En septembre 2020, je prends l’avion pour la métropole. Je connaissais la France. J’étais déjà venu, et je me disais que ce serait plus facile pour moi de bouger en Île-de-France et donc de trouver du travail. Je n’ai pas le permis. Qui dit transport, dit travail. Ma mère vit à Melun, mais je ne voulais pas vivre chez elle. J’avais 29 ans, je ne voulais pas être une charge en plus. Je voulais me débrouiller. Avoir ma maison. Mon travail.
Cela ne s’est pas passé comme prévu. Avec mon compagnon, nous avons cherché du boulot. On a pris une location que l’on a trouvé à Savigny-le-Temple sur Booking, mais c’était trop cher. Nous sommes restés deux semaines. Nous avons postulé à toutes les annonces qu’on voyait passer : garde d’enfants, vente, restauration… On a laissé des CV dans tous les centres commerciaux, dans la restauration. Ils nous disaient : si vous n’avez pas de nouvelles dans les trois semaines, considérez que c’est fini. On a postulé à Mac Do, où j’avais déjà travaillé. Ils nous ont rappelé six mois après pour nous dire non !
Avant, quand je postulais sur Indeed, lors de mon précédent séjour en métropole, en 2018, j’avais des appels pour passer des entretiens. Là, avec la crise du Covid, tous les postes étaient fermés. On a attendu longtemps des réponses. Et quand il y en avait, elles étaient toutes négatives. Il n’y avait plus de travail. Nous avons fini par retourner chez ma mère. Je n’avais pas le choix. A mon âge, c’est un échec.

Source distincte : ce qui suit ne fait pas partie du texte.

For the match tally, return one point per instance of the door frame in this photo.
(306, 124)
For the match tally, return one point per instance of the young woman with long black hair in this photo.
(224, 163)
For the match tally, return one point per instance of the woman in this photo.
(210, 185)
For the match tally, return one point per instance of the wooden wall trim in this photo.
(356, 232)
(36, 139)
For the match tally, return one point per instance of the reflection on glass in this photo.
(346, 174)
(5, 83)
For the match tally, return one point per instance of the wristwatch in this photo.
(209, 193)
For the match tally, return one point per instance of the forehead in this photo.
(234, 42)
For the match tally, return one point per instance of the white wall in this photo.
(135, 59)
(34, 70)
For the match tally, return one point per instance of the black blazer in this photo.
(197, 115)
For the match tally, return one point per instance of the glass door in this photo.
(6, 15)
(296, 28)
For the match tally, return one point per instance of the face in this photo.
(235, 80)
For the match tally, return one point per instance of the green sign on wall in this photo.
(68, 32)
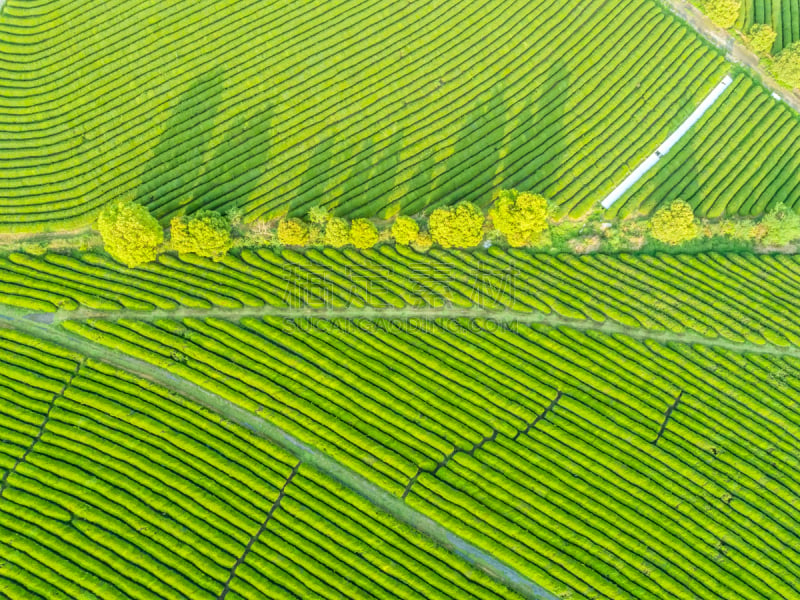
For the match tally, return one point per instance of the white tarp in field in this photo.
(651, 160)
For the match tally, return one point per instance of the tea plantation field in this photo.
(297, 421)
(782, 15)
(115, 487)
(597, 465)
(741, 159)
(371, 108)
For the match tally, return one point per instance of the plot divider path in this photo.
(42, 427)
(379, 497)
(673, 139)
(496, 317)
(667, 415)
(275, 506)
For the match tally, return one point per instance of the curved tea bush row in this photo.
(583, 501)
(275, 106)
(128, 490)
(327, 542)
(741, 159)
(740, 297)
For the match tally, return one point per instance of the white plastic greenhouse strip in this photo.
(651, 160)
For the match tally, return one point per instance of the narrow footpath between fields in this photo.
(664, 148)
(735, 52)
(494, 318)
(377, 496)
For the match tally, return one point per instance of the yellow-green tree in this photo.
(423, 242)
(205, 233)
(337, 232)
(674, 224)
(781, 225)
(292, 232)
(363, 234)
(762, 38)
(459, 226)
(131, 235)
(723, 12)
(520, 217)
(405, 230)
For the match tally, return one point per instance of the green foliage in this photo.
(292, 232)
(206, 233)
(405, 230)
(520, 217)
(423, 242)
(337, 232)
(674, 224)
(782, 226)
(318, 215)
(786, 66)
(363, 234)
(762, 38)
(459, 226)
(131, 235)
(723, 13)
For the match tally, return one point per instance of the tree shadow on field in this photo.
(312, 187)
(468, 172)
(538, 144)
(177, 158)
(238, 163)
(186, 173)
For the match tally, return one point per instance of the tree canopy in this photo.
(520, 217)
(459, 226)
(131, 235)
(674, 224)
(205, 233)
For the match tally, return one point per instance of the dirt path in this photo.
(667, 145)
(495, 318)
(377, 496)
(735, 52)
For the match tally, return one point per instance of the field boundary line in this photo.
(443, 463)
(735, 51)
(667, 415)
(665, 147)
(275, 506)
(377, 496)
(43, 426)
(497, 318)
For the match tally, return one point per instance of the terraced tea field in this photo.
(740, 298)
(715, 171)
(782, 15)
(372, 108)
(115, 487)
(390, 423)
(594, 463)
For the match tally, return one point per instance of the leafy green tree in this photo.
(762, 38)
(459, 226)
(205, 233)
(292, 232)
(318, 215)
(363, 234)
(782, 226)
(674, 224)
(786, 66)
(423, 242)
(337, 232)
(131, 235)
(520, 217)
(405, 230)
(723, 13)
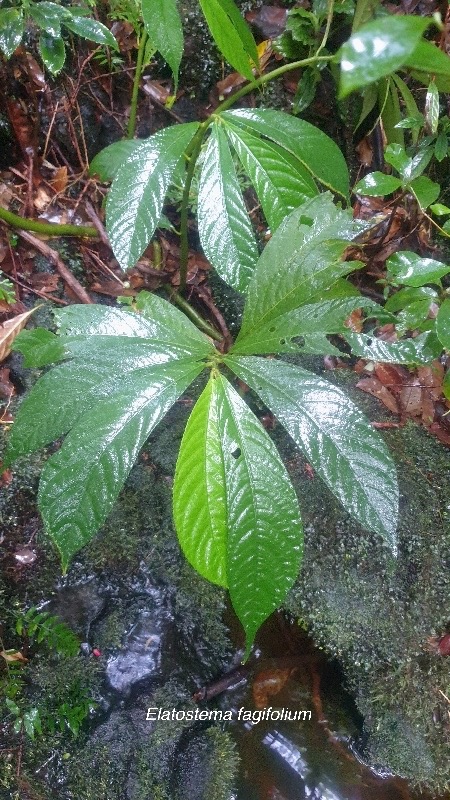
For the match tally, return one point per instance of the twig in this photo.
(55, 258)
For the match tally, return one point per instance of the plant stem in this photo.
(269, 76)
(131, 128)
(194, 316)
(48, 228)
(196, 144)
(192, 154)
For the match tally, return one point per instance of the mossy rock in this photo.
(379, 615)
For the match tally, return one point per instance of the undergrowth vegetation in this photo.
(118, 371)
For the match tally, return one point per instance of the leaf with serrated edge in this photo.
(420, 350)
(313, 148)
(303, 257)
(105, 342)
(443, 324)
(224, 226)
(264, 526)
(280, 183)
(163, 25)
(231, 35)
(10, 329)
(109, 160)
(11, 30)
(137, 194)
(377, 49)
(317, 318)
(199, 493)
(80, 483)
(336, 438)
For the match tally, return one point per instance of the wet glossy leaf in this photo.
(52, 51)
(377, 184)
(280, 180)
(107, 163)
(101, 343)
(199, 491)
(412, 270)
(377, 49)
(313, 148)
(425, 191)
(443, 324)
(48, 17)
(317, 318)
(420, 350)
(138, 191)
(163, 24)
(303, 258)
(410, 294)
(90, 29)
(336, 438)
(262, 518)
(80, 483)
(231, 35)
(224, 226)
(11, 30)
(10, 329)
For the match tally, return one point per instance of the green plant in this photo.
(235, 510)
(48, 18)
(47, 629)
(7, 292)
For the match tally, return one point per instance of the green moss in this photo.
(375, 614)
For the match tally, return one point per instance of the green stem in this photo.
(48, 228)
(192, 153)
(194, 316)
(131, 128)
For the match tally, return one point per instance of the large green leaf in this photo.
(199, 491)
(303, 258)
(11, 30)
(104, 345)
(313, 148)
(90, 29)
(410, 269)
(231, 35)
(377, 49)
(281, 182)
(443, 324)
(334, 435)
(137, 193)
(242, 493)
(323, 318)
(163, 24)
(81, 482)
(224, 226)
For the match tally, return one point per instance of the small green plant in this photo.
(49, 18)
(118, 372)
(7, 292)
(41, 628)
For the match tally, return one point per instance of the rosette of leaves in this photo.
(236, 513)
(50, 18)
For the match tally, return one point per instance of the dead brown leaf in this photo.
(374, 387)
(10, 329)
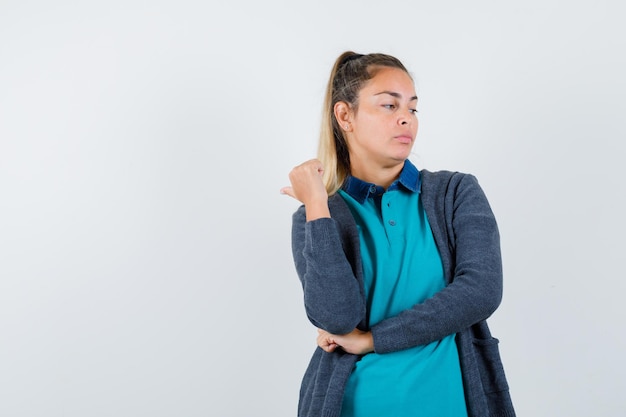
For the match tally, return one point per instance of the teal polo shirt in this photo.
(401, 267)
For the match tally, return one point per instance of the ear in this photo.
(344, 115)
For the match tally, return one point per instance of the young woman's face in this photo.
(384, 127)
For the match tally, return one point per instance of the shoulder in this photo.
(444, 182)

On a cherché tous les foyers possibles, FJT, Adoma, mais à chaque fois, il nous manquait des papiers. Moi j’avais le RSA, mais mon compagnon, qui a 20 ans, n’avait pas de revenus. Il n’avait droit à rien. Il a fini par trouver un service civique dans une association. Quelques mois après, la Passerelle nous a rappelés. Ce fut un soulagement. Au début, on s’était dit : c’est pas la peine d’espérer. Le 18 mars, on a emménagé. On s’est dit : « enfin ! » Cette attente nous a semblé très longue. Mon copain était sur le point de retourner chez ses parents, moi, chez ma grand-mère. Retourner en arrière. Retourner aux Antilles, dans la famille. Tout était fichu…
Depuis deux semaines, je suis caissier à Castorama, en interim. Au départ, c’était une mission de trois jours. En fin de semaine, ils m’ont proposé de revenir la semaine suivante. Après celle-ci, ils m’ont encore proposé de revenir… une semaine. Ce sont des remplacements de salariés malades et d’autres qui doivent rester chez eux pour garder les enfants… à cause du Covid. Je ne sais pas jusqu’à quand cela va continuer.
Je refuse de me plaindre. On est tous dans le même bateau. On voit la misère dans d’autres pays. Ce travail, ça me va. Je vois du monde. Je me sens mieux. Je me sens vivre. Avoir un CDI, trouver un logement, et puis voilà. La vie, c’est ça. Travailler. Acheter de quoi vivre. En espérant, bientôt, pouvoir ressortir.